Атаман - стр. 30
– А вот, видать, сохранилась, – шепотом произнес молодой человек. – Как раз с тех, монголо-татарских времен…
– Каких-каких времен? – доедая зайчика, переспросил Иван Борисович.
– Монголо-татарских. Ну, времен ига.
– Мудрено говоришь, Егорша. Совсем непонятно. Иго какое-то… его на лошадей надевают, а при чем тут лошадь? – старший почесал бороду. – Татары нам всем зело знакомы, а монголы… о таких никто и слыхом не слыхивал. Что за люди-то?
– Да так, – скрыв удивление, ответил Вожников. – Красивая застежка! Купили где-нибудь?
– Говорю ж, Никитка Коваль, рядович мой, на свадьбу сделал.
Вернув фибулу, Егор опустил глаза: ну, неужели…
Молодой человек, сжав секиру, машинально дернулся было к лесу – прочь, прочь!
– Дров собрался порубить, паря?
– Да не, просто смотрю – не затупилась ли?
– Не об кого еще твоему топору затупиться-то! – враз захохотали Борисовичи, а вслед за ними и Антип.

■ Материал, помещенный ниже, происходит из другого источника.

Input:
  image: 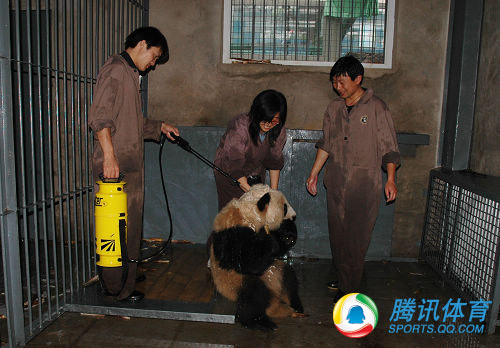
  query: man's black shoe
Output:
[333,289,346,303]
[120,290,144,303]
[326,279,339,290]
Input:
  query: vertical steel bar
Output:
[45,0,59,312]
[82,1,93,280]
[54,0,66,303]
[16,1,32,330]
[316,0,324,61]
[294,0,299,60]
[283,0,288,60]
[141,0,149,117]
[35,0,52,325]
[26,0,42,335]
[88,0,99,274]
[306,0,311,61]
[0,1,26,347]
[62,1,73,294]
[250,0,255,59]
[240,0,245,58]
[68,1,80,288]
[75,0,87,282]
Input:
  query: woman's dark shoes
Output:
[120,290,144,303]
[326,279,339,290]
[333,289,347,303]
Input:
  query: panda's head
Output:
[239,184,296,230]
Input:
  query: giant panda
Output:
[207,184,303,330]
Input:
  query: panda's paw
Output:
[291,302,304,313]
[240,316,278,331]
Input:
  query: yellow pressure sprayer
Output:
[94,177,127,267]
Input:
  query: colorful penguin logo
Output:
[333,293,378,338]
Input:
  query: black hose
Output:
[172,134,240,186]
[128,133,174,263]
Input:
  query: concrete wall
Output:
[471,0,500,176]
[149,0,449,257]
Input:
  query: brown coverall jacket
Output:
[214,113,286,210]
[317,89,400,293]
[88,55,162,299]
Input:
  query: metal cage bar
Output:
[226,0,390,64]
[0,0,149,346]
[420,169,500,334]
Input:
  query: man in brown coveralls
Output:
[88,27,179,302]
[307,56,400,302]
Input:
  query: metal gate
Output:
[0,0,149,346]
[420,169,500,334]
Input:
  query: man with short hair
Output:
[88,27,179,302]
[307,56,400,302]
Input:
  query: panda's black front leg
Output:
[283,265,304,313]
[236,276,278,331]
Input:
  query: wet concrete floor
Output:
[28,259,500,348]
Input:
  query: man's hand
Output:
[385,180,398,203]
[161,122,179,141]
[306,175,318,196]
[97,128,120,179]
[102,155,120,179]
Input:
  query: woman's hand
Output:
[306,175,318,196]
[385,180,398,203]
[161,122,179,141]
[238,176,250,192]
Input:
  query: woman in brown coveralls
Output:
[307,56,400,302]
[88,27,179,301]
[214,89,287,210]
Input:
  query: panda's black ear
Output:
[257,192,271,211]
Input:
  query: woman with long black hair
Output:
[214,89,287,210]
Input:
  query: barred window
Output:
[223,0,394,68]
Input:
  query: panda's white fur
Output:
[213,184,296,232]
[209,184,303,329]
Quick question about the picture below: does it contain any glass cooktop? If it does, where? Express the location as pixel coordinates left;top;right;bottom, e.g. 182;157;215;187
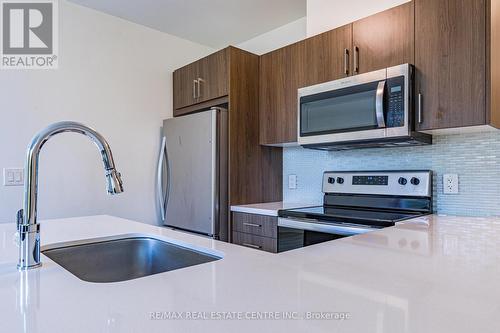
279;206;422;227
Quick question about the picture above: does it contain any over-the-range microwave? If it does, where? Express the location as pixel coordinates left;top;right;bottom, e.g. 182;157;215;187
298;64;432;150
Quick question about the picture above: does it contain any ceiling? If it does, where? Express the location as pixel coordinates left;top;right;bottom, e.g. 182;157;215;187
69;0;306;48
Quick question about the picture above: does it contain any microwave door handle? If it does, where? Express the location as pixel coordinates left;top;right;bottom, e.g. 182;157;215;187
375;80;385;128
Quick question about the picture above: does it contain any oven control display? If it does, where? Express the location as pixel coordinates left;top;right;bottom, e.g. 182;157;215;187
352;176;389;185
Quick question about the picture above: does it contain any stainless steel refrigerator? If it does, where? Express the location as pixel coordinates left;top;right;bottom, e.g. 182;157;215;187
157;108;229;240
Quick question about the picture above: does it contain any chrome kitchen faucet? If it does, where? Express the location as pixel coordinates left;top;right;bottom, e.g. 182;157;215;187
17;121;123;270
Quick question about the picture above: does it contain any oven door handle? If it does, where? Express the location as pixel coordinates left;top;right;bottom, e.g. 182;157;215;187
278;218;380;236
375;80;386;128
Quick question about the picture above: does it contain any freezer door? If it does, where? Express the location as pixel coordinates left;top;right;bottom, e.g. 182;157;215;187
163;110;217;235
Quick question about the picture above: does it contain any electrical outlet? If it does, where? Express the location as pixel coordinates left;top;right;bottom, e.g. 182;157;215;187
3;168;24;186
288;175;297;190
443;173;458;194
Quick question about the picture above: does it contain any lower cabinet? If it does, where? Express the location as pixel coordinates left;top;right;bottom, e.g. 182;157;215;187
232;212;278;253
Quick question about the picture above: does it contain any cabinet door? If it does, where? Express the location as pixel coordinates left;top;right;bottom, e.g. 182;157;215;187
259;25;351;145
352;0;414;74
173;62;198;110
259;44;297;144
197;48;229;103
296;24;352;87
415;0;486;130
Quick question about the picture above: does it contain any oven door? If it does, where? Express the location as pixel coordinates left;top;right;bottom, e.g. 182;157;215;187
278;218;379;252
298;65;410;145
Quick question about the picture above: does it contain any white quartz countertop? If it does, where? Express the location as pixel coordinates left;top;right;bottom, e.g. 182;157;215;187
0;216;500;333
231;202;318;216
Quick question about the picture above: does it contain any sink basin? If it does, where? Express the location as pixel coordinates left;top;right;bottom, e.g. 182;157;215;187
42;237;221;282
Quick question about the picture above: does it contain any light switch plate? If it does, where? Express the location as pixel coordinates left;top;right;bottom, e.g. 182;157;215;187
3;168;24;186
443;173;458;194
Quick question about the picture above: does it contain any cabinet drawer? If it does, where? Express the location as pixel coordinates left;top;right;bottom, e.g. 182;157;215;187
233;231;278;253
233;212;278;238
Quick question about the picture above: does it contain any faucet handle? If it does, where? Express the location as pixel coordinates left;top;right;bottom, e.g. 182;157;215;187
16;209;24;227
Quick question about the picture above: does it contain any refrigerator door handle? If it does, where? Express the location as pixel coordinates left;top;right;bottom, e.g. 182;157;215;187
156;137;170;222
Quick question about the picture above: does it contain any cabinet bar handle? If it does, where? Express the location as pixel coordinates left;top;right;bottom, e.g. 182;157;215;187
242;243;262;249
243;222;262;228
354;46;359;74
418;93;422;124
197;77;203;98
344;49;349;75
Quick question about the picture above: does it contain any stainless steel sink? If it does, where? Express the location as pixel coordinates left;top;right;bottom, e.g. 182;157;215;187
42;237;221;282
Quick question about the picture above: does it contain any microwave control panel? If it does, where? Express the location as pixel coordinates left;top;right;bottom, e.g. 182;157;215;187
386;76;405;127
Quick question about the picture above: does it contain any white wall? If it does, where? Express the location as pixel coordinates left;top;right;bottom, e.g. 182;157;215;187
307;0;409;37
236;17;307;55
0;1;213;224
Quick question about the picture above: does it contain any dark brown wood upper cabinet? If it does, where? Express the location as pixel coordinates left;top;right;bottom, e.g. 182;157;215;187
173;48;229;111
352;0;416;75
259;25;351;145
297;24;352;88
173;62;199;110
415;0;486;130
259;44;298;144
197;48;229;103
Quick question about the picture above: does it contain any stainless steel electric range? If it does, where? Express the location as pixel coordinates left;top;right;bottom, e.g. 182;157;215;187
278;170;432;252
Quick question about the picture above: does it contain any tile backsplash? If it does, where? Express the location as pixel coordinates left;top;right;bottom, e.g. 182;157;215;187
283;131;500;216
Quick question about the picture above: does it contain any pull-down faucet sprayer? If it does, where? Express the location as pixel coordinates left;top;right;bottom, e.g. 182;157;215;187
17;121;123;270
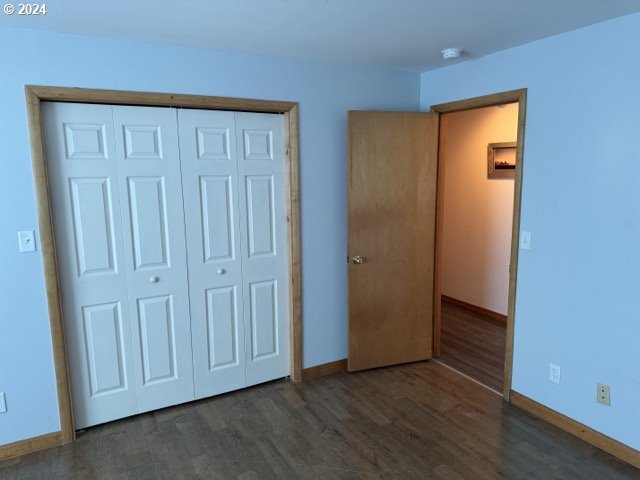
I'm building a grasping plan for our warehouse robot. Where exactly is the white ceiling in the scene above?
[0,0,640,71]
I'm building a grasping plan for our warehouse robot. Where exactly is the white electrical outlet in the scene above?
[18,230,36,253]
[597,383,611,406]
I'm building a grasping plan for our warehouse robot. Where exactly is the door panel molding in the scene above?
[431,88,527,401]
[24,85,302,459]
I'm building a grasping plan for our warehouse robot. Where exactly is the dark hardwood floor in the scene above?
[0,362,640,480]
[438,301,506,392]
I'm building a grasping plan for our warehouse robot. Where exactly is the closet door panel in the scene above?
[42,102,138,428]
[178,110,246,398]
[236,113,289,385]
[113,106,194,412]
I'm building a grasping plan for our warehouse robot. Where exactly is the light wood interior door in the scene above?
[348,112,438,371]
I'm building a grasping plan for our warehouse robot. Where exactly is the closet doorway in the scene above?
[26,87,301,443]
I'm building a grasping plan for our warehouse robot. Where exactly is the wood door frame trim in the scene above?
[23,85,302,453]
[431,88,527,401]
[0,432,63,460]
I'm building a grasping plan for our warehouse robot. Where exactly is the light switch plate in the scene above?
[18,230,36,253]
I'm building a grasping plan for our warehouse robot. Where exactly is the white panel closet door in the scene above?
[42,102,138,428]
[113,106,194,412]
[236,113,289,385]
[178,110,246,398]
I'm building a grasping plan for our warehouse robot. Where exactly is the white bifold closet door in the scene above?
[43,103,193,428]
[42,102,289,428]
[178,110,289,398]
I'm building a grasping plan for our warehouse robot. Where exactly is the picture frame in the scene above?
[487,142,516,179]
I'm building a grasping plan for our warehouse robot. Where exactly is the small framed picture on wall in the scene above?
[487,142,516,178]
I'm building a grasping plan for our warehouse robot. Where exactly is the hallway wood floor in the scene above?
[438,301,506,393]
[0,362,640,480]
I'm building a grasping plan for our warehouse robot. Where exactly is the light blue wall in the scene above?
[421,14,640,449]
[0,29,419,444]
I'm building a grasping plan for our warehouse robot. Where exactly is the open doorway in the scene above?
[436,103,518,392]
[432,90,526,400]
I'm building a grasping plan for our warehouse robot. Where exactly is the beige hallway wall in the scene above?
[441,104,518,315]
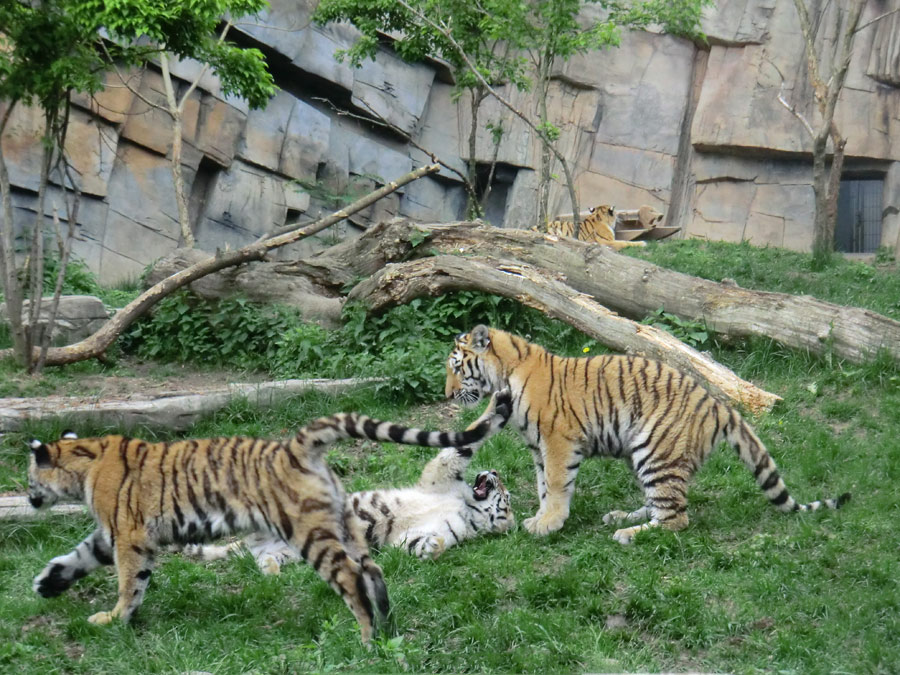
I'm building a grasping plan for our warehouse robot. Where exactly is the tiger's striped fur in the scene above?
[534,204,646,250]
[28,407,509,642]
[185,389,515,574]
[446,326,850,544]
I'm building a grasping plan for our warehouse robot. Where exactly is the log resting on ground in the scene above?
[292,219,900,370]
[348,256,780,413]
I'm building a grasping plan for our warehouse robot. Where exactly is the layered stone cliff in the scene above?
[3,0,900,281]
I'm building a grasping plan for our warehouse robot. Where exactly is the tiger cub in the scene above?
[445,326,850,544]
[185,389,515,574]
[533,204,646,251]
[28,398,510,642]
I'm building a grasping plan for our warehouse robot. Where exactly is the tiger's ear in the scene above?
[30,439,53,466]
[470,324,491,352]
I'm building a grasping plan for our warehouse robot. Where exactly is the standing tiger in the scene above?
[28,398,510,642]
[446,326,850,544]
[185,389,515,574]
[533,204,646,251]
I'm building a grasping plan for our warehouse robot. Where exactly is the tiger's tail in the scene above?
[294,389,512,457]
[723,411,850,511]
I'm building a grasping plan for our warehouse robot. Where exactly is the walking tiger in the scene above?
[445,325,850,544]
[28,396,510,642]
[184,390,515,574]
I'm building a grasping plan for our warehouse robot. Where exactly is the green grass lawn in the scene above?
[0,247,900,674]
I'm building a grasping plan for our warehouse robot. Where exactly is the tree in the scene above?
[315,0,530,218]
[317,0,710,236]
[103,5,276,248]
[0,0,274,371]
[778,0,866,269]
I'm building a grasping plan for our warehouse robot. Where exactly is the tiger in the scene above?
[184,389,515,574]
[532,204,646,251]
[445,325,850,544]
[28,396,510,643]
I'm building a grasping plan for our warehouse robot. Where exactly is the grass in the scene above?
[0,242,900,673]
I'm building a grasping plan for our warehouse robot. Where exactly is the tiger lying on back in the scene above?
[28,398,509,642]
[446,326,850,544]
[533,204,646,251]
[184,389,515,574]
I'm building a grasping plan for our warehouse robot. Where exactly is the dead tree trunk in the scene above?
[293,220,900,370]
[348,256,780,413]
[0,164,440,366]
[148,219,900,370]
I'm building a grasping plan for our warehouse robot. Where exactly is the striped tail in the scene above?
[725,411,850,511]
[296,389,512,456]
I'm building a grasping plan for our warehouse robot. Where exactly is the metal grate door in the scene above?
[834,178,884,253]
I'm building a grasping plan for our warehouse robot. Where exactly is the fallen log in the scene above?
[144,219,900,370]
[348,256,781,413]
[0,378,383,432]
[330,220,900,363]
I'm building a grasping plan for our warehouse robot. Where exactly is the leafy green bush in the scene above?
[641,307,712,349]
[120,291,596,401]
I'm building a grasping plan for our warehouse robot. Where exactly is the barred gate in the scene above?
[834,178,884,253]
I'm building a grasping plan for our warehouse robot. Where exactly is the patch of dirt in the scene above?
[0,361,272,401]
[72,363,271,400]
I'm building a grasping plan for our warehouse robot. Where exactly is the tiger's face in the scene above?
[444,326,496,406]
[28,432,83,509]
[472,469,516,532]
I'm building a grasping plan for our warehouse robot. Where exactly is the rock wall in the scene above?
[3,0,900,282]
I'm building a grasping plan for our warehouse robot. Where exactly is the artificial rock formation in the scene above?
[3,0,900,282]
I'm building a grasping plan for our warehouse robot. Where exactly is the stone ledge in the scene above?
[0,378,384,432]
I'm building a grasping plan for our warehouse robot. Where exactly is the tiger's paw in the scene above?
[613,527,644,546]
[525,514,566,536]
[256,555,281,574]
[88,612,114,626]
[603,511,628,525]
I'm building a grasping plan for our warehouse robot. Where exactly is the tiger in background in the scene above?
[532,204,646,251]
[28,396,510,642]
[184,389,515,574]
[445,325,850,544]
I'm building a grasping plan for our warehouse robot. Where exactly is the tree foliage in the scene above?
[0,0,275,370]
[316,0,711,227]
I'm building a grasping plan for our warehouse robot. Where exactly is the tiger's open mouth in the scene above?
[472,471,497,501]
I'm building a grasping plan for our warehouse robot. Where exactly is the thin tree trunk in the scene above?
[159,52,199,248]
[0,101,30,368]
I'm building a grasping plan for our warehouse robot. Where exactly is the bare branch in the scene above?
[0,164,440,366]
[778,80,816,138]
[397,0,580,229]
[312,96,478,206]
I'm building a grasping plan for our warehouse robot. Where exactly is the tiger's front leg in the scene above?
[88,535,155,625]
[32,528,113,598]
[525,438,582,535]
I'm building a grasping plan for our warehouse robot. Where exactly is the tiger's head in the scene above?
[28,431,87,509]
[444,325,504,406]
[472,469,516,532]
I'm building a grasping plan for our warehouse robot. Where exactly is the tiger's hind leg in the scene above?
[603,481,688,545]
[88,535,156,625]
[32,528,113,598]
[524,436,583,535]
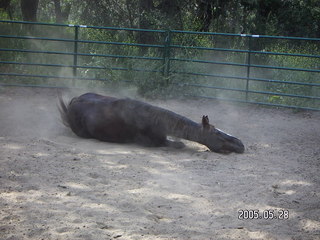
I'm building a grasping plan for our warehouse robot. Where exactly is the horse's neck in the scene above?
[160,110,201,142]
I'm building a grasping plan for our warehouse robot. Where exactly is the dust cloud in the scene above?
[0,87,320,240]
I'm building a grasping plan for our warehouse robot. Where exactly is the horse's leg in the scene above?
[136,128,185,149]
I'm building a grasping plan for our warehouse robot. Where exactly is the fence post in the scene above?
[163,30,171,84]
[72,25,79,87]
[246,35,252,102]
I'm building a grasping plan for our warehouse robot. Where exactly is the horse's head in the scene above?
[200,116,244,153]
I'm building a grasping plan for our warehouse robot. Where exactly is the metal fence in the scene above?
[0,21,320,110]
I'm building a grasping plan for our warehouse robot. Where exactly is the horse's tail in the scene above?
[58,93,70,127]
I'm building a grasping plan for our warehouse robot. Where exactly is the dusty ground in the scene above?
[0,88,320,240]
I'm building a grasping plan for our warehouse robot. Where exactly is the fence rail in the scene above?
[0,20,320,110]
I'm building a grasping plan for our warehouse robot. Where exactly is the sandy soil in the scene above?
[0,88,320,240]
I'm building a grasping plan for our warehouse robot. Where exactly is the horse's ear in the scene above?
[202,115,210,129]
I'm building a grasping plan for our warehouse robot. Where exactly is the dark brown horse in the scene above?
[59,93,244,153]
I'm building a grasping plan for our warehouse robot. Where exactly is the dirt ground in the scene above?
[0,88,320,240]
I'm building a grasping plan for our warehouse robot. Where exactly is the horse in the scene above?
[58,93,244,153]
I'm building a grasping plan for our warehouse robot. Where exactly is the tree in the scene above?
[53,0,71,23]
[20,0,39,22]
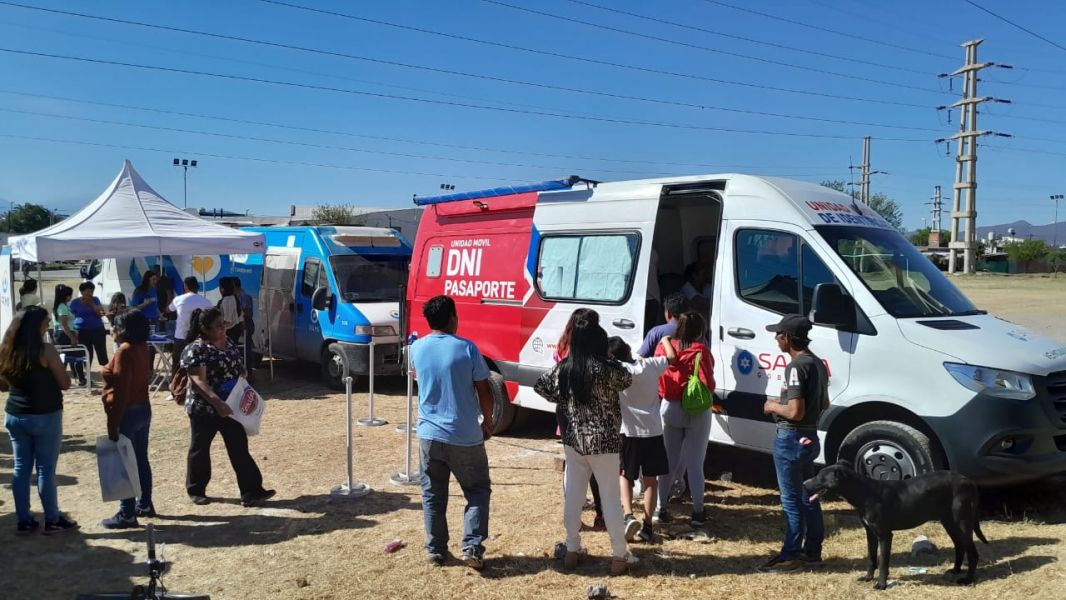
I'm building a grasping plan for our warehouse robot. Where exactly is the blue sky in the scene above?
[0,0,1066,228]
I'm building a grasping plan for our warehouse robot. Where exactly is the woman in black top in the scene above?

– Ну, хочешь, так поточи, а мы спать будем. Ты уж – вместо сторожи ночной. Потом Антип сменит.
Егор кивнул:
– Пусть так.
Все улеглись, положив в костер сушину, тут же и захрапели, лишь Вожников остался сидеть на лапнике, вглядываясь в выдавленные по кромке лезвия топора маленькие вытянутые буквы. Именно вытянутые, не строгие – это все для скорости письма, и такой вот, уже отошедший от прежней строгой графики, шрифт именуется поздним уставом и относится… относится… относится… Эх, черт, еще вспомнить бы! Интересовался ведь, запоминал – у Старой Ладоги на слете Дирмунд Кривой Нож учил, «ранятник», викинг-норманн, в миру – Дмитрий Анатольевич Синевых, кандидат исторических наук, археолог, человек, прошлым всерьез занимающийся, профессионально, а не как Егор – от случая к случаю. Хотя вот тогда и Вожников заинтересовался, любил знающих людей послушать, вот и запомнил: самый ранний шрифт – строгий, прямой – устав, замучаешься его выписывать, а этот вот, вот именно такие буквы, уже не столь строгие и словно бы скошенные, это… нет, судя по слишком уж склонившейся «к» – это даже не поздний устав, а полуустав, век этак четырнадцатый, пятнадцатый, самое его начало. Да, именно так и говорил Дирмунд, Дмитрий Анатольевич. Хороший, кстати, мужик, помнится, пили с ним бражку – олут… да так, что потом головы трещали, словно от удара тяжелой палицей или уж, по крайней мере, шестопером.
Что ж, если они… надо хотя бы вызнать, куда идем-то? Впрочем, это и так ясно – на Белоозеро. А вот кто напал? Кто преследует?
– Кого пасемся-то? – Егор повернул голову к проснувшемуся напарнику. – Волков, что ли?
– А что нам волков-от пастись? – поднявшись на ноги, потянулся Чугреев. – Он, волк-то, не дурак, понимает: нападать на четверых – себе дороже. Был бы из нас кто один – накинулись бы давно всей стаей, и сало б медвежье не помогло!